Complessa la sua figura: incrocio tra un despota orientale onnipotente, dall’insaziabile fame di donne – ha trecento mogli e settecento figli – capace tanto di fredda spietatezza quanto di inattesa tenerezza, come quando raccoglie il segreto di Leopoldo II del Belgio, responsabile di aver causato la morte del figlio in tenera età.
Personaggio comprimario è Banu, la sua moglie più amata, donna colta e intraprendente, che pure lo Scià ad un certo punto inizia a detestare, poiché gli fa ombra con la sua intelligenza. La narrazione non ha una trama serrata, piuttosto va goduta momento per momento, con quello stile tutto orientale che privilegia i singoli episodi all’intreccio complessivo. E infatti i capitoli vengono definiti hekayat, termine che si potrebbe tradurre con storielle o aneddoti esemplari. Anche questo stile profondamente radicato nella tradizione musulmana.

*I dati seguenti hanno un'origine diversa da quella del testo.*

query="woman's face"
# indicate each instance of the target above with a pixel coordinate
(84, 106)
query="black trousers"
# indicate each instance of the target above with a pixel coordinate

In sintesi, un grande scrittore europeo
Il libro è al tempo stesso umano è militante, poiché pur cogliendo la spietatezza del potere, non rinuncia per questo a riconoscere la fragilità, l’empatia, la cortesia che vi possono essere in ogni uomo. E coglie al tempo stesso la spietatezza e l’umanità del presente, in quei migranti ed esuli che vengono spesso dal potere disprezzati, e che vagano con le loro ferite alla ricerca di una nuova casa, come ha fatto lo stesso Abdolah, dimostrando che un innesto fertile può arricchire un paese contribuendo alla sua cultura e alla sua gloria. Gli xenofobi si rassegnino. Kader Abdolah, nato in Iran, è oggi uno dei più grandi scrittori europei.